Hometown- Cleveland, OH

In the summer of 1991, I started doing a show on WMPG (the University Of Southern Maine community radio station in Portland, ME) with my friend Brent on Friday nights from 11pm-1:30am. As there wasn't much to do in Portland and we were both too young to drink, we considered this a prime slot. Technically it was Brent's show, but after meeting him at the record store he worked at (the name escapes me, though I remember where it was- at the old Buckdancer's Choice location at the end of Congress Street), he invited me on the show to play some of the obscure records I'd collected in Ohio. He was a guitar player and we tried starting a band, but I was only in Maine on school breaks, so that never really went anywhere.

After about a month, Brent developed appendicitis and I took over the show full time. I rechristened the show "Pirate Radio" in a sly reference to the fact that, while I had radio experience from Ohio and knew how to operate the equipment, I didn't have an FCC license. At the time, I was full of self-righteous indignation that "the man" would try and keep me off the air over a scrap of paper, but the reality was that WMPG could have gotten in a pile of trouble if I'd gotten busted. Oh, I never read PSAs, either. Fortunately, we were in Maine and nobody noticed.

One night I was digging through the stack of new 7" singles that had arrived over the past week (7"s were the medium of choice for indie bands in those days- WMPG would get at least one a day), and came across Prisonshake's "Spoo" EP. The cover (reproduced above) was a parody of Sonic Youth's then current "Goo" album. "Goo" was a blatant commercial bid by the former underground darlings, and most of us hardcore indie rockers at the time considered it "counter-revolutionary". Today, I just say everything SY did after "Daydream Nation" was crap (go ahead, argue me!). Anyway, any band that would smack down the high priests of cool like that was worth a listen. The leadoff track "It's A Ron Kinda World" is an anthemic rocker that blends sharp songwriting with punky energy and don't-give-a-fuck swagger. "Asphalt" is an amped-up blues stomp, and the whole thing concludes with a bewildering live take on the Stones' "The Spider And The Fly". Finally, here was something that stood out from the endless parade of REM clones and undifferentiated Seattle sludge that showed up week after week.

Prisonshake were founded in Cleveland in the late '80s and defined the DIY aesthetic with a complete disregard for convention- they released their own records on Griffin's Scat Records label, self-recorded all their releases except one, and their first non-7" release was a box set ("I'm Really Fucked Now") containing a vinyl LP, CD, cassette and 7" all containing different material.
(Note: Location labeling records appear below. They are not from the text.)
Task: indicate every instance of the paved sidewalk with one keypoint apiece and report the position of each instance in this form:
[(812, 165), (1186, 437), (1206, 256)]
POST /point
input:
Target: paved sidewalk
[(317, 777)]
Prisonshake specializes in postpunk guitar music that fully acknowledges both classic rock and arty punk. They don't just blend the two- like Camper Van Beethoven did with Eastern European folk music, the Grateful Dead and Black Flag, Prisonshake refuse to differentiate their influences. When Enkler affects Jaggeresque mannerisms or Griffin rips out a riff that Zeppelin would be proud of in the middle of a breakneck rocker Fugazi wishes they wrote, Prisonshake aren't being ironic. The cover of the "Really Fucked" CD doesn't bear the legend "File Under: Total Ass Kick" for nothing.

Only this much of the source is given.